The problem is solved simply. From the point of view of the observer sitting on the ball, the balls will collide anyway in a minute (the principle of equivalence). But time in the system of balls is slow for an observer who looks at them from the side. This means that it will happen more slowly , and not faster , as many people think (because, say, the relativistic mass has increased)
Not. Here the only thing that can be said is see above.
But this is true. Here it is necessary to dwell on the fact that, in fact, creates gravity:
This is a tensor, a matrix of 4 by 4. Where does the number 4? Three spatial dimensions and one temporal. On the diagonal we have: in the upper left corner, the energy density (for matter, it is easy to think about the rest mass multiplied by the ce-square). Next comes the pressure (in three dimensions). The remaining cells are important for bubbling plasmas with flows close to the speed of light. Heating the body, we increase the pressure inside it (for simplicity, it is better to consider the gas)
It is appropriate to ask an interesting question. But gas pressure is the movement of molecules! That is, instead of a single body with a pressure inside, many individual moving molecules can be considered, and the pressure is zero? Right. Moreover, this can be done even for a “gas” consisting of stars - you can calculate the motion of all the stars individually, and you can say that the galaxy contains a “gas” of stars under a certain pressure. And the result will be the same!

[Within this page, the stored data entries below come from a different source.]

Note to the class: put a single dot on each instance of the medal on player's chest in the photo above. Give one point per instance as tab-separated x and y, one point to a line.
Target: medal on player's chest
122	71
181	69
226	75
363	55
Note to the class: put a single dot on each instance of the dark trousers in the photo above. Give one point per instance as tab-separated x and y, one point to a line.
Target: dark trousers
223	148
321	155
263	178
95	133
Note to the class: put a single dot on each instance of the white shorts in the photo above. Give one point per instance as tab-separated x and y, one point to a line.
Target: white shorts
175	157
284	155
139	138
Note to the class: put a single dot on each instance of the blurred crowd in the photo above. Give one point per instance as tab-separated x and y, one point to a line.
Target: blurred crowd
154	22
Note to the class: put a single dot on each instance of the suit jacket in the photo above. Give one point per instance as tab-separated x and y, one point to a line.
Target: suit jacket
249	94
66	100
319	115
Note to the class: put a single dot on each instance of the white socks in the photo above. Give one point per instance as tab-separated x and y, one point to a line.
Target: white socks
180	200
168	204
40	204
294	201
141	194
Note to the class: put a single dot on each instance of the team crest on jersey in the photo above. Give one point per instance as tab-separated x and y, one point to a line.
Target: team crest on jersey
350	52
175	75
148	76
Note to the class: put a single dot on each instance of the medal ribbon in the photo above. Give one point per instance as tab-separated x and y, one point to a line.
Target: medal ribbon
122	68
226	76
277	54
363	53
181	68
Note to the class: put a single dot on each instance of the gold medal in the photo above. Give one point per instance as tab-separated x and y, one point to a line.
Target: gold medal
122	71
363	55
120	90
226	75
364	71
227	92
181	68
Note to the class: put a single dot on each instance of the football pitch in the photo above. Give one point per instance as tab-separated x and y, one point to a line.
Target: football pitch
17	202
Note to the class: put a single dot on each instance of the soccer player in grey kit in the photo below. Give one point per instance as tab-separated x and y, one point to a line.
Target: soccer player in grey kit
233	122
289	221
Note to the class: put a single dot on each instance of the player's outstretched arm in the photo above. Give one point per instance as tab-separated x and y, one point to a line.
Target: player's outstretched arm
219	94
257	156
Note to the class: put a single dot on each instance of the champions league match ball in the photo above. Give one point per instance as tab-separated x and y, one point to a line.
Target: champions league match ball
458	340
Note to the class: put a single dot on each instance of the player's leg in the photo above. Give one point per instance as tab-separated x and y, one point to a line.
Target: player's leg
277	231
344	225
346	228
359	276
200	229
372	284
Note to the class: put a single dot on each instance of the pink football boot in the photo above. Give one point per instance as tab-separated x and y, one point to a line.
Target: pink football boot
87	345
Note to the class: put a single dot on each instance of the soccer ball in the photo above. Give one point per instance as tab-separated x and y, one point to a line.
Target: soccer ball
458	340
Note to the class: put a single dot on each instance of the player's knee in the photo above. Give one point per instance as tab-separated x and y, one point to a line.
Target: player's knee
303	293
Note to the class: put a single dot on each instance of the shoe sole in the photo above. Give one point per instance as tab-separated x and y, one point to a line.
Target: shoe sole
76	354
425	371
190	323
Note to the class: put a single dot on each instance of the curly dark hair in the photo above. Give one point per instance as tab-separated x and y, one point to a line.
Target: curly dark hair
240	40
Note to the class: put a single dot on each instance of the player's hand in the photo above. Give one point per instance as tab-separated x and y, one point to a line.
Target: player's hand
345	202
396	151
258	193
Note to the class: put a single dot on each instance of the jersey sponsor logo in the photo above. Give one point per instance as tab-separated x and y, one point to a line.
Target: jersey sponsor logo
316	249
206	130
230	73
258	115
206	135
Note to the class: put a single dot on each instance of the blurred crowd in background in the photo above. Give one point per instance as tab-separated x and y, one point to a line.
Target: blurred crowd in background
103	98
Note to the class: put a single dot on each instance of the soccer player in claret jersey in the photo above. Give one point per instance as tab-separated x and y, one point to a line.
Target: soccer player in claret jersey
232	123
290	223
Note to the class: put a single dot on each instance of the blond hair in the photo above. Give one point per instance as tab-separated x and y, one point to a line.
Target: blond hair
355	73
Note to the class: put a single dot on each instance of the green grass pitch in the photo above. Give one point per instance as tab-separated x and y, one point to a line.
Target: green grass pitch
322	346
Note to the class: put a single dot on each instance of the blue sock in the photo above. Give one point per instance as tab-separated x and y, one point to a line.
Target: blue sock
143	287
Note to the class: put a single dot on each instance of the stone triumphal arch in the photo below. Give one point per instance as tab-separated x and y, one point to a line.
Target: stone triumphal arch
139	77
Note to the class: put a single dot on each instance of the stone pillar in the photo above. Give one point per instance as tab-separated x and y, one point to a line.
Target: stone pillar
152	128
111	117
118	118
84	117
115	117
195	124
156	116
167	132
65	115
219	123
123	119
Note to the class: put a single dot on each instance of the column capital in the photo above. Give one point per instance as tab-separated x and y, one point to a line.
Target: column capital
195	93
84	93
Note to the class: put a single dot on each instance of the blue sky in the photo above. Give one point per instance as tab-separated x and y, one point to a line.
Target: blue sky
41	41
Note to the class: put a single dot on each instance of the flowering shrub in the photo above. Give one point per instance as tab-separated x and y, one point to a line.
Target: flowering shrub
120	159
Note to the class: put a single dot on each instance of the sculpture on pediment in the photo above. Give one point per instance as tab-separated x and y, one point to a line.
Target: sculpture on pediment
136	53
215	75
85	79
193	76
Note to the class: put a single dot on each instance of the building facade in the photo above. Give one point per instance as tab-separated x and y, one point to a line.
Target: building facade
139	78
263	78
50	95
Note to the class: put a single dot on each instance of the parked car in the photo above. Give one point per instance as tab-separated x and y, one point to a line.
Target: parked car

This property of GTR is very helpful: in the coordinate system where the total impulse of the system is zero, we can replace this entire tensor with just a certain mass value (that is, leave one cell) (if we ignore the losses due to gravitational radiation). Thus, we can simply say that a heated body is heavier and not be interested in what is going on inside there. Do you know what it reminds me of from the IT world? Encapsulation !
Everyone knows that light is deflected by the stars. But does the light itself attract other objects? Many believe that it is not, because "the rest mass of the photon is zero." Returning to our tensor, the photon energy is not zero, and they also have an impulse and create pressure — almost all cells are non-zero! A photon gas encased in an ideal mirror shell will create gravity.
Light is attracted to each other, and a black hole can be made from light. Two beams of lanterns directed towards each other will bend, attracting each other. Interestingly, two beams going in the same direction do not interact (you can present this as a limiting case of the first example with balls). In particular, a ray of light cannot “self-focus” due to gravity.
If we have a lot of interacting bodies, then what is the mass of the system? We cannot, as in classical mechanics, take and add up the masses. Observers sitting on different stars will have different opinions about the simultaneity of events, about the mass of different bodies, about the center of mass of the system. The concepts of Komar’s mass (not an insect, but a scientist with that name!) Are developed for a number of particular cases, the ADM mass, the Bondi mass are detailed here . But these are all special cases. In general, it is not clear what mass is in GR. By the way, the concept of “potential energy of a gravitational field” in general also does not exist.
PS
Thanks for the comments on the first part. There were so many of them that I could not physically answer everything. The question was often repeated - here you are saying something, and why you should believe you, this is your word against ours. The purpose of this article is not to prove to you anything, but only to provide you with starting points for googling.
The mass of fast flying bodies increases
Once I had a book on the theory of relativity, released in the USSR. As I remember, there was an illustration drawn: a rocket flies (at near-light speed) and monstrous gravity pulls planets, stars, galaxies towards itself ... All this grows from this formula:
')
Where large M is the “relativistic” mass. This concept was very popular at the beginning of the 20th century, but then Einstein buried him . Actually, up to the factor "tse" the square of this value coincides with the total energy of the body, so it makes no sense to have two different physical quantities that differ only in the factor (and in the "natural" system of units, where c = 1, these quantities are generally identical) . By default, the word “mass” implies a rest mass (more correctly, an invariant mass ).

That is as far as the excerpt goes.